いじめっこが、いじめたり、いたずらをしたりする相手に見せるような顔だ。
(やな予感しかしないな……)
と、ゼエルは思い、あとずさるゼエル。
さっさとシュウを紹介して、どっかに行ってしまおう。
アリカからの質問もめんどくさそうだから、答えずにどっか行ってしまったほうがいいのかもしれない。
そして、忘れて置いてってくれたっていい。きっとそっちのほうが楽かもしれない。いや、絶対楽だ。
ゼエルはそんなことを考えながら、アリカの問いを無視してシュウを紹介する。
「アリカ……、馬車の件もいいが、ここにいるシュウのことをスズに紹介したいのだが……」
「……んっ?」
アリカは、ゼエルの横にいるシュウを一瞥して、ゼエルに視線を戻す。
「魔王マモン国の次男ね。
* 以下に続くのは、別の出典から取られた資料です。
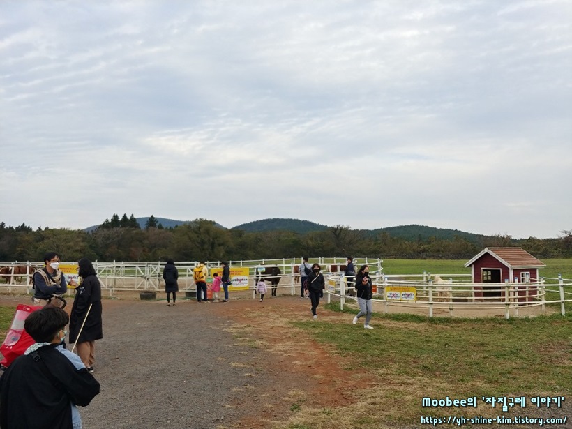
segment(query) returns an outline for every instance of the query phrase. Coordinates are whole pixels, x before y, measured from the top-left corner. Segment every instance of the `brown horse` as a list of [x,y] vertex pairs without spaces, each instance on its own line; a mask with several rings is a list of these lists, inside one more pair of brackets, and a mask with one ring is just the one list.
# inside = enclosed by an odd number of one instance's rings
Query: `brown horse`
[[[264,271],[260,271],[262,268],[264,269]],[[256,281],[257,283],[260,281],[261,278],[264,278],[264,281],[270,282],[270,284],[272,285],[272,296],[276,296],[276,289],[278,289],[278,283],[280,283],[280,276],[282,274],[282,271],[280,271],[280,269],[278,266],[264,266],[260,267],[257,269],[257,273],[258,273],[258,280]]]
[[[36,271],[36,269],[33,266],[29,267],[30,270],[30,283],[31,283],[31,277]],[[17,282],[21,283],[22,278],[25,277],[28,273],[28,267],[22,266],[2,266],[0,267],[0,278],[3,278],[6,285],[14,285]]]

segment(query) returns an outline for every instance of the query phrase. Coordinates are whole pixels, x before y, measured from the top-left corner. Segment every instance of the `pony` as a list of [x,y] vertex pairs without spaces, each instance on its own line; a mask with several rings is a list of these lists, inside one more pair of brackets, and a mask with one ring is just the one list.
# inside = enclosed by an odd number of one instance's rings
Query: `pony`
[[436,301],[449,302],[453,299],[453,279],[448,280],[441,278],[437,274],[433,274],[433,283],[436,284],[435,291],[437,291]]

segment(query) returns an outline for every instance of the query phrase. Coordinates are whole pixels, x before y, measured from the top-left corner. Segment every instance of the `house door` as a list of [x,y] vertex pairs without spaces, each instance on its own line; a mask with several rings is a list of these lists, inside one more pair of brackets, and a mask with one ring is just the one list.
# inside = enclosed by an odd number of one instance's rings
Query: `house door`
[[501,297],[501,270],[500,269],[483,269],[483,283],[496,283],[495,285],[490,285],[487,286],[483,285],[483,296]]

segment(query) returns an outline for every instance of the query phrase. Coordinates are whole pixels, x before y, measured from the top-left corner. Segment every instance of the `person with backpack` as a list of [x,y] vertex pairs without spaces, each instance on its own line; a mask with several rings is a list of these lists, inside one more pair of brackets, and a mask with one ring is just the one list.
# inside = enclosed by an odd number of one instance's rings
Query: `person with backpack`
[[357,289],[359,313],[354,317],[352,323],[356,324],[358,319],[361,316],[366,316],[366,323],[363,327],[366,329],[373,329],[373,326],[370,326],[372,312],[371,299],[373,297],[373,288],[370,278],[370,267],[366,264],[360,266],[356,275],[356,289]]
[[[34,305],[48,303],[54,295],[63,295],[68,292],[68,283],[66,276],[59,267],[59,255],[56,252],[47,252],[44,255],[44,267],[38,270],[32,276],[33,283],[33,296],[32,303]],[[75,280],[71,280],[70,285],[73,287],[77,286]],[[54,305],[59,306],[60,301],[54,301]]]
[[324,274],[320,272],[321,269],[319,264],[314,264],[312,266],[312,271],[308,276],[308,289],[310,291],[312,315],[314,319],[318,318],[316,308],[319,305],[319,299],[324,296],[324,289],[326,289],[326,280],[324,278]]
[[354,258],[348,256],[345,261],[346,266],[344,269],[344,276],[345,277],[346,289],[345,294],[354,296],[354,276],[356,275],[356,269],[354,266]]
[[68,313],[51,305],[26,319],[24,328],[36,343],[0,377],[0,428],[82,427],[77,406],[88,405],[100,385],[62,345],[68,322]]
[[206,276],[209,271],[204,266],[204,262],[201,261],[193,270],[193,278],[197,285],[197,301],[208,303],[206,299]]
[[224,261],[220,263],[223,266],[223,276],[220,281],[223,283],[223,289],[225,290],[225,299],[223,302],[228,302],[228,286],[230,285],[230,267],[228,262]]
[[312,267],[308,263],[308,257],[302,257],[302,263],[298,267],[300,273],[300,298],[304,297],[304,292],[308,290],[308,276],[312,271]]

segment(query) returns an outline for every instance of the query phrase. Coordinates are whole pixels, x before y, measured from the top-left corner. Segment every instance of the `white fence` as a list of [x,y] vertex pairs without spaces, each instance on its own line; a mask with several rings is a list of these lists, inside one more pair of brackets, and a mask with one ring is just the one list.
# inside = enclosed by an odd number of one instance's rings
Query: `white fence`
[[[527,283],[472,283],[471,276],[465,274],[439,274],[443,278],[456,278],[455,282],[434,283],[428,273],[421,275],[391,276],[381,272],[372,272],[376,292],[372,301],[382,305],[387,313],[390,307],[421,308],[426,310],[430,317],[434,310],[445,309],[453,315],[455,310],[474,310],[485,313],[486,310],[501,309],[506,319],[511,315],[518,316],[519,309],[540,307],[545,310],[546,304],[560,305],[560,313],[566,314],[566,303],[572,303],[572,280],[558,278],[530,279]],[[418,278],[419,280],[416,280]],[[410,299],[396,299],[397,294],[389,292],[400,289],[408,292]],[[355,301],[356,298],[348,296],[348,287],[344,278],[330,275],[328,278],[328,302],[332,297],[340,301],[343,309],[347,301]],[[407,310],[405,310],[407,311]],[[459,312],[460,313],[460,312]]]
[[[318,263],[324,272],[327,273],[332,266],[338,266],[345,264],[346,258],[340,257],[309,257],[309,263]],[[354,258],[354,263],[368,264],[372,267],[376,267],[378,271],[382,270],[382,260],[372,258]],[[179,289],[192,290],[195,287],[193,278],[193,270],[198,262],[175,262],[179,271]],[[299,287],[299,275],[294,273],[294,267],[301,264],[301,258],[282,258],[273,259],[255,259],[228,261],[229,266],[232,267],[248,267],[249,269],[249,289],[254,291],[255,279],[259,273],[259,269],[266,266],[278,266],[280,269],[280,280],[278,288],[280,289],[289,288],[289,293],[294,294],[296,287]],[[75,264],[75,262],[62,262],[66,264]],[[220,267],[221,261],[209,261],[206,262],[207,268]],[[17,276],[11,274],[3,277],[8,292],[12,292],[12,286],[25,285],[27,293],[30,293],[31,287],[31,276],[36,269],[43,266],[40,262],[0,262],[0,267],[6,266],[13,271],[14,267],[27,267],[27,271]],[[93,267],[101,282],[103,292],[107,291],[110,296],[116,292],[121,291],[158,291],[162,287],[163,269],[165,262],[93,262]],[[0,278],[0,282],[1,282]],[[0,286],[2,284],[0,283]],[[254,296],[254,292],[253,292]]]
知っているわ。
けど、私が今話題にしているのは、ゼエル。あなたの馬車の席について。
魔王マモン国の次男なんてどうだっていいの!」
「――んっ?」
ゼエルはアリカの反応に驚き、どう言葉を返すか困る。
だってそうだろう。一国の次男が、挨拶をしたいと言っているにもかかわらず、一瞥して相手にしないのだから。
9大魔王とその他の魔王の国とは、思っていた以上に上下関係があるのだろうか……、と考えを巡らせながら、スズへの挨拶を希望しているシュウの目を見る。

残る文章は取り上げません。